One major upshot of the fiasco, however, would seem to be Duke students' increased awareness of the crucial importance of due process and fair procedure, both in the law and on campus. And unfortunately, it looks as though Duke has been headed in the wrong direction on these issues for a number of years. In a series of columns in Duke's Chronicle student newspaper last fall, student Elliott Wolf does yeoman's work in tracing the evolution (perhaps devolution would be a better word) of Duke's judicial code over the last decade or so. Amazingly, despite the fact that while I was at Duke, the student judicial board was widely considered a total joke and a kangaroo court, it turns out that I attended Duke during what was, comparatively speaking, a golden age of justice and fair procedures.

In the first column of his "Dude, Where're My Rights?" series, Wolf describes Duke's elimination of probable cause requirements, the right to remain silent, the right to confront witnesses, and the right to a public hearing.
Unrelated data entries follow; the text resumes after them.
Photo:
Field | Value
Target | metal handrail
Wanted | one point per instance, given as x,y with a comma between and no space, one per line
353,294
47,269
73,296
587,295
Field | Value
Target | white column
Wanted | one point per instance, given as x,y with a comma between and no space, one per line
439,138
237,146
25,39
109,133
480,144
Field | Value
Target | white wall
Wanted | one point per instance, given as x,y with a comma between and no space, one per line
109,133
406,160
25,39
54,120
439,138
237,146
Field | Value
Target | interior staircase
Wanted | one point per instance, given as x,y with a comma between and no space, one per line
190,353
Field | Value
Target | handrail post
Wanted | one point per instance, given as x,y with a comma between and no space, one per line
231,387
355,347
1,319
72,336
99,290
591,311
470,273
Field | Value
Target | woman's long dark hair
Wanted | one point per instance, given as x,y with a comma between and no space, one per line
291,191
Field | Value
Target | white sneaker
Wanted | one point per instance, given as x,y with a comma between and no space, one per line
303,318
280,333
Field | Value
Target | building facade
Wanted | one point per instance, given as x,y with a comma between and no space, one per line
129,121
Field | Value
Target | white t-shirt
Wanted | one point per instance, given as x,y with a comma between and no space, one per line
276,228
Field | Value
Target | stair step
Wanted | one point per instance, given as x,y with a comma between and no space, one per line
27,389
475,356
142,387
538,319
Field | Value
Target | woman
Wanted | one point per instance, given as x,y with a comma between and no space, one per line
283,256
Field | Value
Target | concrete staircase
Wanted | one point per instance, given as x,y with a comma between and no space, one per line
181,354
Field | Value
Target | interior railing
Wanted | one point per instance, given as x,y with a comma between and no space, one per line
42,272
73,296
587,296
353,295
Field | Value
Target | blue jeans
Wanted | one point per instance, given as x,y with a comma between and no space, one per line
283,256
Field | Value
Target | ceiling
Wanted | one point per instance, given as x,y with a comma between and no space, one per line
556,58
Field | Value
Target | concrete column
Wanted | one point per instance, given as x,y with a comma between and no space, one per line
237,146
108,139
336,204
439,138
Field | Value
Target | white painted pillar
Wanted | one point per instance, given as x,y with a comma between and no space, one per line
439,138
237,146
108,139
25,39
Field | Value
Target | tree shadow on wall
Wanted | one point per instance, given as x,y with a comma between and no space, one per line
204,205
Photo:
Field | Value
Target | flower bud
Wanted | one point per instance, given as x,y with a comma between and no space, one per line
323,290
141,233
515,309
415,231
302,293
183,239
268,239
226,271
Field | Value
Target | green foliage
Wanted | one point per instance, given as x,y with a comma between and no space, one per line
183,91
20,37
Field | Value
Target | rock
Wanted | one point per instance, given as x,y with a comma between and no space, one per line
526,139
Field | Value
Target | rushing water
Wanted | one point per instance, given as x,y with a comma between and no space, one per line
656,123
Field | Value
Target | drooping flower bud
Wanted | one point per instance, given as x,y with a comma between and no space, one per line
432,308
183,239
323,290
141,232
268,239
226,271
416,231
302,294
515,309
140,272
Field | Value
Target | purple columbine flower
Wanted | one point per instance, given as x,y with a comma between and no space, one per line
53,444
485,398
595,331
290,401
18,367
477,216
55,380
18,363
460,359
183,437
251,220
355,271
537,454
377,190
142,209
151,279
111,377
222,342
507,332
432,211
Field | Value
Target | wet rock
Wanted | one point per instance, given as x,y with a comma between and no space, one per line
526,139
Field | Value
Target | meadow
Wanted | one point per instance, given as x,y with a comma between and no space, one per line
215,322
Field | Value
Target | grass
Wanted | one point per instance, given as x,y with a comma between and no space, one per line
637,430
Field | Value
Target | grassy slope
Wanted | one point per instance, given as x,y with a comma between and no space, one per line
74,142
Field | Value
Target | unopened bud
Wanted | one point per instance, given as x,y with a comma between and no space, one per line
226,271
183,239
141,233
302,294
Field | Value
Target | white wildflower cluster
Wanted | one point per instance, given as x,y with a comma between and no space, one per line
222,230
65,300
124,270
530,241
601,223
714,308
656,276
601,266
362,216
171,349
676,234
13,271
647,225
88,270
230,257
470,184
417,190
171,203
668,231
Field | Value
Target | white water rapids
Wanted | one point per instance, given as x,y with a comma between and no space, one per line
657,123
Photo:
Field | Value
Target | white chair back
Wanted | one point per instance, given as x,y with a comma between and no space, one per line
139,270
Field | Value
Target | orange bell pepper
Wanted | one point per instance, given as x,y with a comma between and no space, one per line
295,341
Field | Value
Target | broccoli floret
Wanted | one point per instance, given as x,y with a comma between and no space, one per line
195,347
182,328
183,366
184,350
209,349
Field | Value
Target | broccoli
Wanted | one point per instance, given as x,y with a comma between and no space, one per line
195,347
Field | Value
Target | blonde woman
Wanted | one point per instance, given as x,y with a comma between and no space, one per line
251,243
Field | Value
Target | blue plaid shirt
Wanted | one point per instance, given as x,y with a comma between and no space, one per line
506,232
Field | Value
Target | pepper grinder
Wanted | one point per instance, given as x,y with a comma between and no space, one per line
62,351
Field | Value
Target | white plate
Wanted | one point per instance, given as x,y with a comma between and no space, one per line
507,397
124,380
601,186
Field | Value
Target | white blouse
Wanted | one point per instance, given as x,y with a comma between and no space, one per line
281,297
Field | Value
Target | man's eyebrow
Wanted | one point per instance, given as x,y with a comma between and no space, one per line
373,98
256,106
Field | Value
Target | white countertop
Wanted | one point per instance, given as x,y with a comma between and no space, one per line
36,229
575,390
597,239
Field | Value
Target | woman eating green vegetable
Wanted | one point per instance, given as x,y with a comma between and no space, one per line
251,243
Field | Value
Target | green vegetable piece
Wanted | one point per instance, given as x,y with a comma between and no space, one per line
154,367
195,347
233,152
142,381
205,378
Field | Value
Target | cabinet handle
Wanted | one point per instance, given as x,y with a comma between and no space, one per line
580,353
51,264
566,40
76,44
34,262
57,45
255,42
The second column reveals Duke's switch from excluding illegally obtained evidence to being perfectly willing to include it, along with its cooperation with the Durham Police Department (another bad actor in the lacrosse debacle and another legendarily incompetent institution during my time there) in punishing Duke students more harshly than other Durham residents for identical or even less severe offenses. The final column discusses Duke's justification for these changes and actionsapparently the usual academic mumbo-jumbo about "teachable moments" that is regularly used to justify any number of absurd faculty and administrative abuses. Sure, everyone needs to learn that life isn't fair, but the last place a student should learn that is through what is supposed to be a system of "justice." Wolf has posted annotated versions of these columns, along with source documents, on his own Duke webpage at http://www.duke.edu/~egw4/. Those interested in the decline of due process on campus would be well-served to take a look.

One final note: if you are a university that is interested in having a fair student justice system, perhaps hiring Larry Moneta as your Vice President for Student Affairs (one of the folks in charge of Duke's move towards Soviet standards of justice) is not the smartest move. Before becoming an administrator at Duke, Moneta was Associate Vice-Provost for University Life at the University of Pennsylvania, where he bore a large amount of responsibility for the disastrous "water buffalo affair" that served as the impetus for Alan Charles Kors and Harvey A. Silverglate to write the book The Shadow University: The Betrayal of Liberty on America's Campuses, and ultimately, for them to found FIRE. (Whoops! Talk about your "teachable moments.") In fact, without the abuses that took place under Larry Moneta, there's a chance FIRE wouldn't even exist. It seems some people never learn.